We were given the acronym CEFF, which stands for confidentiality, everything, flow, and first person. I am going to start backwards with my explanations and examples.

First person means that we translate using the first person, i.e., using I or me. The book tells us that we should always using the first person even though we are obviously not talking about ourselves because it saves time. It can get confusing and time consuming to keep adding he said and she said, so to eliminate those issues, we just use the first person.

An example of first person, would be
Doctor: Why did they bring you?
Me: Por que eles te trouxeram?
Cleosandra (patient): Tenho dor no pâncreas.
Me: I have pain in my pancreas.

I translate it properly and use the first person.

Flow- The book emphasizes that we (the interpreters) are in control of the flow of the conversation, so we need to use cues and gestures so we don’t get overwhelmed by the output, i.e., the messages that the doctor/nurse and the patient are conveying. Sometimes medical professionals or patients talk too fast or don’t wait for one another to finish. There may be a family member there speaking, so those things (among many others) can get in the way of interpreting the message properly and/or in an orderly fashion.

An example of this would be a husband and wife are in a hospital setting both trying to explain what happened to him.
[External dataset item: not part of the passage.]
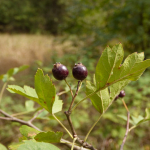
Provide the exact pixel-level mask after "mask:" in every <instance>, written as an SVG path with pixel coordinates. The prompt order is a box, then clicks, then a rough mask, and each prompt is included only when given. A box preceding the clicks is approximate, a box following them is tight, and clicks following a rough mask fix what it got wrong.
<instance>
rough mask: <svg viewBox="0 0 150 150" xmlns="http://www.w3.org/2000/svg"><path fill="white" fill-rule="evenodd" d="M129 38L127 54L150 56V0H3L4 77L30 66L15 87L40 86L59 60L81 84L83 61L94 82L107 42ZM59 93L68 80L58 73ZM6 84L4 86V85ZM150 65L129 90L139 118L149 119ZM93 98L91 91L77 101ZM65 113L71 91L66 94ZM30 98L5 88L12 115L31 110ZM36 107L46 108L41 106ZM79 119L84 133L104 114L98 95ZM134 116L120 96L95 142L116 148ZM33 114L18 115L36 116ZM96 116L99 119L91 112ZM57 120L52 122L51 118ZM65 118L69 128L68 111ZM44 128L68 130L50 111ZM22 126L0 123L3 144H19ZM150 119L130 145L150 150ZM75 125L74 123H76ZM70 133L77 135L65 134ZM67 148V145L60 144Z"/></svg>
mask: <svg viewBox="0 0 150 150" xmlns="http://www.w3.org/2000/svg"><path fill="white" fill-rule="evenodd" d="M118 42H121V43H122V44H123V47H124V51H125V56H127V55H129V54H130V53H133V52H144V53H145V58H146V59H150V1H149V0H84V1H83V0H72V1H65V0H42V1H37V0H21V1H20V0H0V53H1V54H0V66H1V67H0V74H4V73H6V72H7V70H8V69H10V68H12V67H19V66H21V65H25V64H27V65H30V67H29V68H28V69H27V70H25V71H23V72H21V73H19V74H17V75H16V76H15V79H16V80H15V81H10V82H9V83H8V84H17V85H20V86H23V85H24V84H25V85H30V86H32V87H33V86H34V74H35V72H36V70H37V68H42V69H43V70H44V73H48V74H49V75H50V77H52V74H51V69H52V67H53V64H54V63H55V62H61V63H62V64H64V65H66V66H67V67H68V69H69V71H70V75H69V77H68V81H69V83H70V84H71V85H72V86H75V85H76V84H77V83H76V81H75V80H74V79H73V77H72V75H71V68H72V67H73V66H74V64H75V63H77V62H82V63H83V64H84V65H85V66H86V67H87V68H88V70H89V75H88V78H87V80H92V76H93V73H94V71H95V67H96V63H97V61H98V59H99V57H100V54H101V52H102V51H103V49H104V48H105V46H107V45H110V46H113V45H114V44H116V43H118ZM52 79H53V81H54V83H55V85H56V87H57V92H60V91H64V90H66V88H65V83H64V82H58V81H56V80H55V79H54V78H53V77H52ZM3 84H4V83H3V81H1V82H0V87H1V88H2V86H3ZM149 85H150V69H147V70H146V72H145V73H144V75H143V76H142V77H141V78H140V79H139V80H138V81H136V82H132V83H131V84H130V85H128V86H127V87H126V88H125V91H126V97H125V101H126V103H127V105H128V107H129V109H130V113H131V114H132V115H133V116H134V117H138V116H139V115H141V116H144V114H145V108H150V103H149V101H150V86H149ZM84 96H85V94H84V85H83V90H82V91H81V92H80V93H79V95H78V97H77V100H76V101H79V100H81V99H82V98H83V97H84ZM61 99H63V101H64V108H63V111H65V110H66V109H67V108H68V106H69V102H70V101H71V96H70V94H69V93H66V94H64V95H62V96H61ZM25 101H26V99H24V98H23V97H21V96H18V95H13V94H10V93H9V92H7V91H6V90H5V92H4V95H3V98H2V102H1V104H0V108H1V109H2V110H5V111H6V112H8V113H9V114H15V113H19V112H23V111H25V106H24V105H25ZM35 107H38V106H37V105H36V104H35ZM78 109H79V110H80V111H78V110H77V111H76V112H75V113H74V114H73V115H72V116H73V117H72V119H73V124H74V126H75V128H76V130H77V133H78V134H79V136H80V137H81V138H83V137H84V136H85V135H86V133H87V131H88V129H89V128H90V127H91V126H92V124H93V123H94V121H95V120H96V119H97V118H98V116H99V114H98V113H97V112H96V111H95V110H94V108H93V106H92V104H91V102H90V100H87V101H85V102H83V103H82V105H81V106H80V107H79V108H78ZM118 114H119V115H125V116H126V110H125V109H124V107H123V104H122V102H121V101H119V100H118V101H116V102H115V103H114V104H113V106H112V107H111V108H109V110H108V111H107V113H106V114H105V116H104V117H103V118H102V119H101V121H100V122H99V123H98V125H97V126H96V127H95V128H94V130H93V132H92V133H91V136H90V137H89V142H90V143H91V144H93V145H94V146H95V147H97V148H98V149H100V150H116V149H119V145H120V144H121V142H122V139H123V137H124V134H125V127H126V122H125V121H124V120H122V119H121V118H119V117H118ZM31 115H33V112H31V113H29V114H25V115H19V116H18V117H19V118H21V119H24V120H27V119H29V118H31ZM91 116H92V117H91ZM48 117H49V118H50V120H49V119H47V118H48ZM58 117H59V119H60V120H61V121H63V122H64V124H65V125H66V126H68V124H67V121H66V118H65V116H64V115H63V113H59V114H58ZM35 125H37V126H38V127H39V128H41V129H43V130H45V131H47V130H54V131H57V130H62V128H61V127H60V126H59V125H58V124H57V122H56V121H54V120H53V119H52V118H51V117H50V116H48V115H47V114H43V116H42V117H39V119H37V120H36V121H35ZM19 126H20V124H19V123H12V122H9V121H4V120H0V143H2V144H4V145H5V146H8V145H10V144H12V143H14V142H18V138H19V137H20V133H19ZM149 126H150V123H149V122H147V123H144V124H141V125H140V126H138V127H137V128H135V129H134V130H133V131H131V133H130V134H129V136H128V138H127V141H126V144H125V148H124V149H125V150H129V149H130V150H135V149H136V150H150V142H149V141H150V128H149ZM68 128H69V127H68ZM64 138H66V139H69V137H68V136H67V135H66V134H64ZM60 147H61V149H63V150H66V149H67V148H66V147H62V146H60Z"/></svg>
The translator could use the gesture in the book to signal them to stop in order to take control of the situation and direct the person who needs to be speaking at the moment to speak.
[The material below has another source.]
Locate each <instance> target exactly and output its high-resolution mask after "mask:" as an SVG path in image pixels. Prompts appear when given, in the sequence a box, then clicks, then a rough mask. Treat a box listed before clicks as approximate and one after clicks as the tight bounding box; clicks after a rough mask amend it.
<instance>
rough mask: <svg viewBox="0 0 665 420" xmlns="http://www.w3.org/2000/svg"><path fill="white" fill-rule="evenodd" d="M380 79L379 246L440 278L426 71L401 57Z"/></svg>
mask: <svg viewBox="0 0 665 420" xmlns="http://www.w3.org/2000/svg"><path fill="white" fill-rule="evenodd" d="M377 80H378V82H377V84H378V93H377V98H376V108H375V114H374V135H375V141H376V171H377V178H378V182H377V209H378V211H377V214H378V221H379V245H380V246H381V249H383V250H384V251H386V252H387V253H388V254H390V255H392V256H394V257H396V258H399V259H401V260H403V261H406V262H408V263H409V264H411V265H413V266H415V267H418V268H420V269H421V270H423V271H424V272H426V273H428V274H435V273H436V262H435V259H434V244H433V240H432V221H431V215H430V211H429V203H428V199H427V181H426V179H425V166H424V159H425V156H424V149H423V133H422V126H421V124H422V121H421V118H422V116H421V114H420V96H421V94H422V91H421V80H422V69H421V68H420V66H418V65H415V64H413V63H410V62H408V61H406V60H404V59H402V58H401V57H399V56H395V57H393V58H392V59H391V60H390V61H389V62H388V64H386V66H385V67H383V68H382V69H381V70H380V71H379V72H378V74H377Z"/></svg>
Everything- We must interpret everything. We cannot omit anything, add anything, or provide inappropriate translations. Under regular circumstances, we may think that certain information doesn’t matter or that the person is giving too much information, but as medical interpreters we must ignore this urge and interpret everything that was said, and even nonverbal “speaking.”

Ex. Let’s imagine Adam said he had pain starting two days ago. It occurred early in the morning. He reached to move the pasta sauce out of the way, and he pulled his upper back. It was at 6:33 AM because he was in front of the clock. Now, I would interpret that in the first person. In nonprofessional situations, an interpreter might leave out in font of the clock or even the precise time, but as a medical interpreter, I must interpret everything.

Confidentiality- The protected health information interpreters experience in the field is not to be shared with unauthorized persons. We are in a position of trust, so we cannot break that trust by illegally sharing confidential information.

Ex. The interpreter could start describing a patient she dealt with at her job to her husband. Describing her would give identifiable markers, and if she were describing the patient, she would probably be giving details about the interaction or the person’s medical problem, which is illegal and unethical. While I hope most people trust their partners, we can’t share confidential information with them about the job.